Data analysis was performed in R version 4.3.1 (http://www.r-project.org/), using “ggplot2” (85) for data visualization. Bacterial community richness was estimated using the weighted linear regression model of ASV richness estimates to calculate 95% confidence intervals (CIs) for group means using the betta() function in “breakaway” (86), interpreting only groups with non-overlapping 95% CIs. Beta diversity was visualized for Bray-Curtis dissimilarities (87) of relative abundance data using principal coordinates analysis (PCoA) via the ordinate() function in “phyloseq” (83). To test for a significant effect of sampling source or sampling date on community composition, we used permutational multivariate analysis of variance (PERMANOVA) to partition Bray-Curtis dissimilarity matrices among sources of variation using the adonis() function in “vegan” (88) and permutational multivariate analysis of dispersion (PERMDISP) to test for homogeneity of dispersion using the betadisper() function (89). Significant PERMANOVA and PERMDISP results were then subjected to post hoc pairwise comparisons, adjusting P values using the Benjamini-Hochberg False Discovery Rate (FDR) method (90) to identify significant differences between groups. Finally, the package “ANCOM-BC” (91) was used to identify significant changes in taxa abundance between sample groups, interpreting only taxa with an effect size (log fold change) > 1.5 and FDR-adjusted P value < 0.05 for a given group comparison.

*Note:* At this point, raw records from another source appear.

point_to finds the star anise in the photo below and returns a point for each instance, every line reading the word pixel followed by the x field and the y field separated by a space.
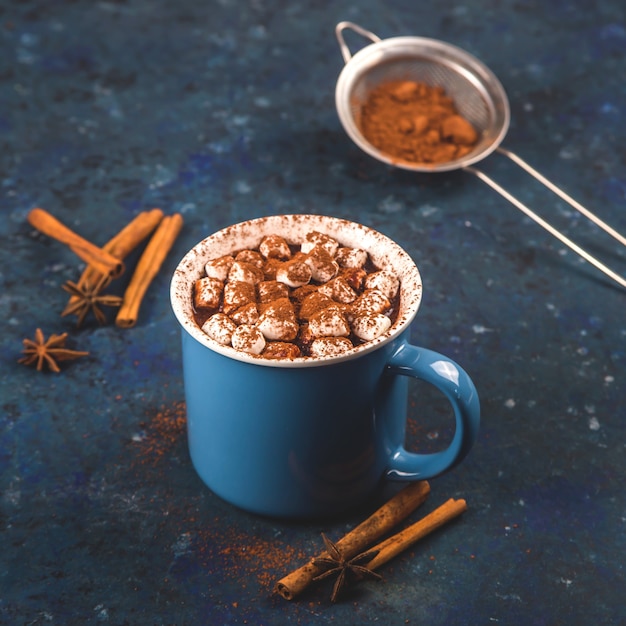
pixel 48 352
pixel 87 297
pixel 335 563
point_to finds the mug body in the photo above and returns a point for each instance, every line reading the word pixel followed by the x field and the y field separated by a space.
pixel 291 442
pixel 307 436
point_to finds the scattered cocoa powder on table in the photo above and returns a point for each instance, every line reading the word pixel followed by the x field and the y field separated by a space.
pixel 415 123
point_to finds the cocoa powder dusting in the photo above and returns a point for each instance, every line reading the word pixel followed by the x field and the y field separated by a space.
pixel 415 123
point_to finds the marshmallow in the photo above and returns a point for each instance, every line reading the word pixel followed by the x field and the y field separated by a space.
pixel 219 268
pixel 245 272
pixel 294 273
pixel 207 292
pixel 271 267
pixel 368 327
pixel 354 276
pixel 329 323
pixel 383 280
pixel 269 290
pixel 315 238
pixel 251 256
pixel 313 303
pixel 323 266
pixel 237 294
pixel 330 346
pixel 248 339
pixel 370 302
pixel 281 350
pixel 275 246
pixel 339 290
pixel 220 328
pixel 351 257
pixel 278 321
pixel 246 314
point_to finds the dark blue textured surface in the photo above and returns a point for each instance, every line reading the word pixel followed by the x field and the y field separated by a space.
pixel 225 111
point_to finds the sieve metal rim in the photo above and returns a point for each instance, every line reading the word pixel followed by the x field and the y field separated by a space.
pixel 482 79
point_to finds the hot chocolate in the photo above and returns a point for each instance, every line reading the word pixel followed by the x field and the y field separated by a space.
pixel 282 300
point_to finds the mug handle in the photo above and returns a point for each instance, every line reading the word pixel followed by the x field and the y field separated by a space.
pixel 457 386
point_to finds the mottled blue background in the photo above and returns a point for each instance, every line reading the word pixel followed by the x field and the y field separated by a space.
pixel 224 111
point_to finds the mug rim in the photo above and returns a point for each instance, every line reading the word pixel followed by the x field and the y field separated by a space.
pixel 349 233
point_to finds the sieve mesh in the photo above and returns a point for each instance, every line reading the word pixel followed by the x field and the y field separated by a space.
pixel 476 92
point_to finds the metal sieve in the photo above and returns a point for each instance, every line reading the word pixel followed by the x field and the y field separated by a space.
pixel 478 96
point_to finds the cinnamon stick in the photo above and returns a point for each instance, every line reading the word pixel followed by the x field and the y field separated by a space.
pixel 103 261
pixel 147 268
pixel 386 517
pixel 122 244
pixel 399 542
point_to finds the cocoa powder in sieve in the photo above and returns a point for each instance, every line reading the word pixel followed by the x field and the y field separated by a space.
pixel 415 123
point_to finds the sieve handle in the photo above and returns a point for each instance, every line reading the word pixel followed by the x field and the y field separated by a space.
pixel 620 280
pixel 345 51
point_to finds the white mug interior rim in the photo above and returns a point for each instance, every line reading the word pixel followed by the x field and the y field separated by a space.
pixel 384 252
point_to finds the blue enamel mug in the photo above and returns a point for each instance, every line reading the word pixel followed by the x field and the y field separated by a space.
pixel 310 437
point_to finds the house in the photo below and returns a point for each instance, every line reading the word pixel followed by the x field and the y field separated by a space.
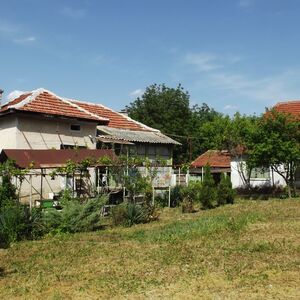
pixel 42 120
pixel 223 162
pixel 219 162
pixel 233 166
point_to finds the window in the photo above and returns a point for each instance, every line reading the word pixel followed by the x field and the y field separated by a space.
pixel 151 150
pixel 163 151
pixel 75 127
pixel 141 150
pixel 260 173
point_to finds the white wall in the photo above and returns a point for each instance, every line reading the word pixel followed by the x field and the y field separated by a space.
pixel 237 181
pixel 49 185
pixel 49 133
pixel 8 132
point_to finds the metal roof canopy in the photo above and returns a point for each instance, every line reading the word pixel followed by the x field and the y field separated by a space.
pixel 108 140
pixel 39 159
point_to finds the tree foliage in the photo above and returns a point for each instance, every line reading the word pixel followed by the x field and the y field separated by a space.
pixel 168 109
pixel 276 144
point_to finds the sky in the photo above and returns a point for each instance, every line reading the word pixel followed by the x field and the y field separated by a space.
pixel 234 55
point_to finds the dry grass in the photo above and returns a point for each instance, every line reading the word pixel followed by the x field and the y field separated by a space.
pixel 250 250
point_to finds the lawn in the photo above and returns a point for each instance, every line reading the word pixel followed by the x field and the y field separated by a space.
pixel 249 250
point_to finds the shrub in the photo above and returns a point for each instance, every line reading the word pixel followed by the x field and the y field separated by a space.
pixel 208 192
pixel 128 214
pixel 176 195
pixel 187 206
pixel 17 223
pixel 225 192
pixel 75 216
pixel 190 194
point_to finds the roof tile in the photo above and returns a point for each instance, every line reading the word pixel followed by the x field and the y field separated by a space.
pixel 213 158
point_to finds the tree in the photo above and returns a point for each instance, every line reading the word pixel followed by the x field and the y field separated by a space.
pixel 276 144
pixel 166 109
pixel 238 140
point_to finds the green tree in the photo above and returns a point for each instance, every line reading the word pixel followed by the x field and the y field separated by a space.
pixel 276 144
pixel 168 110
pixel 238 140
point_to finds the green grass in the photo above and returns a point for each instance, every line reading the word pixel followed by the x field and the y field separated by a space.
pixel 249 250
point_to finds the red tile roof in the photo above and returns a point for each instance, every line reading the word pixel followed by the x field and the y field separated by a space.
pixel 214 158
pixel 290 107
pixel 43 101
pixel 46 102
pixel 116 120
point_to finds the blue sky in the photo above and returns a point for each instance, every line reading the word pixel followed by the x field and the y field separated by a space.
pixel 233 55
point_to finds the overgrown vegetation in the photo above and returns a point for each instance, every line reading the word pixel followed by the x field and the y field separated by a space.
pixel 128 214
pixel 242 251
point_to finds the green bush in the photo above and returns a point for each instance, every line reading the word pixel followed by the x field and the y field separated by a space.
pixel 176 195
pixel 208 191
pixel 187 206
pixel 128 214
pixel 17 223
pixel 190 195
pixel 225 191
pixel 75 216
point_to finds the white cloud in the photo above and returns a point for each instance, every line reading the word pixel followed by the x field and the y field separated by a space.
pixel 73 13
pixel 202 61
pixel 136 93
pixel 13 95
pixel 246 3
pixel 230 107
pixel 15 33
pixel 25 40
pixel 8 29
pixel 223 79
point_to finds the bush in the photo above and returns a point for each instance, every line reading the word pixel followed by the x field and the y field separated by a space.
pixel 262 192
pixel 17 223
pixel 128 214
pixel 75 216
pixel 208 192
pixel 225 192
pixel 187 206
pixel 190 194
pixel 176 195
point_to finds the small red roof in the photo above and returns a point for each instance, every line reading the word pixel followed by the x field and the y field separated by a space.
pixel 290 107
pixel 213 158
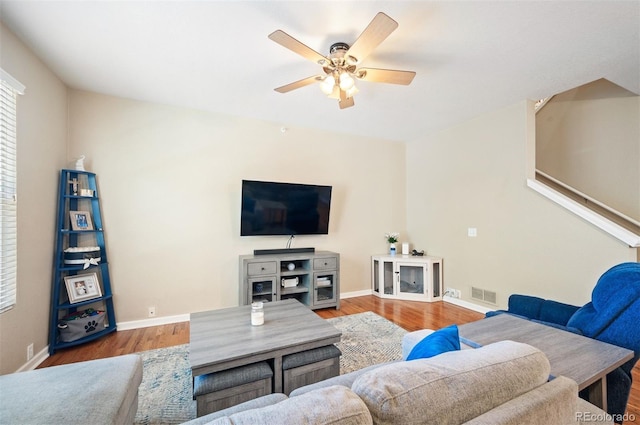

Isolation of mastitis-associated bacterial taxa

Selective microbial growth media was used to isolate select clinically relevant bacterial taxa from fly-derived glycerol stocks. In brief, stocks were streaked onto MacConkey agar (lactose base) plates to enrich the growth of Gram-negative enteric bacteria. Presumptive E. coli colonies (i.e., showing both lactose fermentation and bile salt precipitation) were re-streaked onto eosin methylene blue (EMB) agar plates where they were verified as E. coli if a distinctive green, metallic sheen was observed (92). Klebsiella strains were isolated on MacConkey-inositol-carbenicillin agar, which allows for the enrichment and subsequent differentiation of Klebsiella spp. from other Enterobacteriaceae (93). Presumptive Klebsiella isolates were confirmed by comparison against the NCBI BLAST database after performing Sanger sequencing of the 16S rRNA gene using the universal 1492R primer (94). Mannitol salt agar was used as a primary selective media to enrich the growth of Staphylococcus spp. Presumptive Staphylococcus species were verified via colony PCR using the Staphylococcus-specific primers TStaG422 and TStag765 (95).